The cost of solar generation now has reached a pivot point — the cost of the motors to turn the panels, the structures to hold them and the land leases to locate the farms are greater than the cost of the panels, said Bruce Parkinson, School of Energy Resources professor of chemistry at the University of Wyoming.
That means the focus of research now is not just bringing down the costs, as has been the case from some years, but in finding more and more efficiency in the science of solar energy, he said.
Going forward, political support in Wyoming, where many are loyal to fossil fuels, could be a factor in solar’s success here, Parkinson said.
“The issue in Wyoming is really the political will,” he said. “Everyone just wants coal even though that’s not coming back.”
Wind has been a lesson in how Wyoming responds to renewables. Concerns have been varied, from killing birds and raptors to impeding the wild viewshed of Wyoming to reclamation of steel towers driven into the prairies. Likewise, the first solar project in Green River raised concerns about wildlife, doubts that eventually shifted the project’s boundaries to avoid a migration route.

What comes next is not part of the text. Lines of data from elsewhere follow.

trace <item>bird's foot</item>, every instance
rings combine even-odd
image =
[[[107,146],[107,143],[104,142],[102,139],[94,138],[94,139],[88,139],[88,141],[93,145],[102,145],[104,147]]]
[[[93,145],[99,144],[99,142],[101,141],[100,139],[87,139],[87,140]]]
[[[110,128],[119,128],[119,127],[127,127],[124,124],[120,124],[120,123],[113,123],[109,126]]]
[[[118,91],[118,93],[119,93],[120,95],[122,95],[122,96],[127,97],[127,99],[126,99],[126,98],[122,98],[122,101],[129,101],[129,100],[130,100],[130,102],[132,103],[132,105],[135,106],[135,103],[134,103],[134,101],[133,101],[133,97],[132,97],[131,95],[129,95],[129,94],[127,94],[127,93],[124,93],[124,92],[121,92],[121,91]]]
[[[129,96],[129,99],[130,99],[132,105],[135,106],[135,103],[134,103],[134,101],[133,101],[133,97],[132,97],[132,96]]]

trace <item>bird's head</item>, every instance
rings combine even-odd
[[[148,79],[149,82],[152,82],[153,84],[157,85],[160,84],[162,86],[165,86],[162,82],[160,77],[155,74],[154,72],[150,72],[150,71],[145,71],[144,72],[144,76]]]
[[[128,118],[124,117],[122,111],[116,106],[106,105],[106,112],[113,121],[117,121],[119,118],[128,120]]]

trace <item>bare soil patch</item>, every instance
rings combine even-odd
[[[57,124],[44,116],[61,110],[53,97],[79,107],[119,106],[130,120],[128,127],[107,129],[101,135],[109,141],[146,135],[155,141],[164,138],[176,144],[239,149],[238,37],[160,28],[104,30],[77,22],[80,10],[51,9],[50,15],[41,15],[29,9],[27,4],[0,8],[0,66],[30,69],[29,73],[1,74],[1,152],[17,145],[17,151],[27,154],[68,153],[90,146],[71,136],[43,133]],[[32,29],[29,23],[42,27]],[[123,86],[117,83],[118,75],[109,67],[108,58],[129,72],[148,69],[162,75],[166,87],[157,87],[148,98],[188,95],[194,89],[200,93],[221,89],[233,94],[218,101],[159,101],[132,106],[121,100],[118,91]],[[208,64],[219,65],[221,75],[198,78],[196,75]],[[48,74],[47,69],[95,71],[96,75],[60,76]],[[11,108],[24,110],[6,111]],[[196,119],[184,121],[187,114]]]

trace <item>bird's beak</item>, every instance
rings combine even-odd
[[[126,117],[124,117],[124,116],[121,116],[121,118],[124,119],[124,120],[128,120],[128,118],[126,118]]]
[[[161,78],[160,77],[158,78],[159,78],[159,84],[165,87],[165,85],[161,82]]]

The economics of wind have also been questioned. As an industry, it does not offer as much in terms of jobs and revenue as the fossil fuel industries like coal and oil. The introduction of a tax on wind was meant to offset that. Then-Gov. Dave Freudenthal has said that he regrets not also considering a solar tax at the time, but wind was the pressing concern.
Solar’s contribution in terms of dollars would be similar to wind’s, though without the tax, Parkinson said. It’s big in terms of local tax revenue and a job’s impact is largely during installation and construction, he said.
But in the pushback against wind, some Wyomingites also began to take issue with the federal law that gives small renewable projects a leg up: PURPA.
Meant to help diversify the energy economy in the ‘70s, the laws guarantee that solar or wind projects under a certain megawatt threshold will have a buyer in the local utilities — whether the utility wants that power or not.
That deal frustrated opponents of some of Wyoming’s recent wind projects, as it meant the utility was taking on power that it potentially did not need and at a cost that is not publicly known.
The Fossil Solar project is pursuing a contract with Rocky Mountain Power via the PURPA provision, said Knight of Strata. But if that avenue is not possible or the utility would be interested in buying power outside of that deal, the company would still proceed, he said.
“I think in any industry you are going to have people that are just trying to make a quick dollar and people who are in it for the long haul trying to create long-term value,” Knight said. “We are in it for the long term.”
Rocky Mountain Power is completing a feasibility study on how much it would cost to connect Fossil Solar to its system. That will give Strata an idea of whether this is a viable project, Knight staid.
In any case, they are making a bet stepping into Wyoming, he said.
In Wyoming, that means testing the waters with one farm proposal on the western edge of the state’s solar sweet spot.